Ma la vita fantastica di Michele Sparacino gli riserverà ancora una

sorpresa quando però ormai sarà morto: una terza vita, eroica e

gloriosa.

 

 

LA FAVOLA DEL FIGLIO CAMBIATO

 

Che cosa può accadere dall’incontro di due siciliani illustri,

entrambi uomini di teatro e scrittori, ma distanti quasi un secolo?
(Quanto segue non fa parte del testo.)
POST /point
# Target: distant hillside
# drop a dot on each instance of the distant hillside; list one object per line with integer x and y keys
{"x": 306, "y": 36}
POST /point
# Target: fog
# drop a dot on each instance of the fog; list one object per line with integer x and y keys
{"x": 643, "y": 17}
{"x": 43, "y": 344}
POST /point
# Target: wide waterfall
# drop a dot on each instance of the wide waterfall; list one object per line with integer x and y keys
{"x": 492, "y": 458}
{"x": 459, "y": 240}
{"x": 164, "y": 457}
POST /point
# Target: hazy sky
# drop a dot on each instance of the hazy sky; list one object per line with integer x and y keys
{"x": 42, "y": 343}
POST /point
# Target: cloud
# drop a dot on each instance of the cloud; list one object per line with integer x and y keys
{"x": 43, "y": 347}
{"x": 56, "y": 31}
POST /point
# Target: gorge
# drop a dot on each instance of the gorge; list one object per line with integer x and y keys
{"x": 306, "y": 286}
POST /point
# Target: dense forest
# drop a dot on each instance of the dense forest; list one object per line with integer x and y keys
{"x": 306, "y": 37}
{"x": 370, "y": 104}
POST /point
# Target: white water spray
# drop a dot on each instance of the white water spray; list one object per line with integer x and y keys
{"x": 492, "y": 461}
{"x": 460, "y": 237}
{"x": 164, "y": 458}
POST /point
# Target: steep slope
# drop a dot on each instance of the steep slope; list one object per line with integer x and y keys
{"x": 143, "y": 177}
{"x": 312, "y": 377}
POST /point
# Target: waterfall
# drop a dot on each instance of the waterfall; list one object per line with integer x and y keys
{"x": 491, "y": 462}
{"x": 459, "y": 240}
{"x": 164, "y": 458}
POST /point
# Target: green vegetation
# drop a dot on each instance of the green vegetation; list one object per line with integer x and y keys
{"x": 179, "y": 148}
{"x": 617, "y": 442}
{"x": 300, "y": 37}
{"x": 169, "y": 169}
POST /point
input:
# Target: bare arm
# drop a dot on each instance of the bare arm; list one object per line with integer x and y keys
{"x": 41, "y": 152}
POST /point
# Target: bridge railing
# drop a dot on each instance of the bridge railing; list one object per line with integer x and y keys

Andrea Camilleri ci dice di avere voluto nella Biografia del figlio

cambiato trascrivere un suo “racconto orale sulla vita di Luigi

Pirandello da un punto di vista del tutto personale”. E aggiunge che

il “racconto non è destinato agli accademici, agli storici, agli

studiosi di Pirandello ché queste cose per loro son risapute, ma al

lettore più che comune”. E Camilleri non tradisce il lettore perché sa

come appassionarlo alle storie che racconta, siano le indagini di

Salvo Montalbano, o le vicende storiche ambientate in Sicilia. Anche

questa volta non si allontana da Porto Empedocle-Vigàta, perché il

“figlio cambiato” è il conterraneo Luigi Pirandello. A legare

Camilleri e Pirandello, a parte le coincidenze anagrafiche, sono la

vita spesa per il teatro e per la scrittura e le contraddittorie

radici siciliane, mai del tutto cancellate, se non per il bisogno di

vivere l propria vocazione letteraria

senza-il-peso-delle-convenzioni-che-la-“sicilitudine”comporta.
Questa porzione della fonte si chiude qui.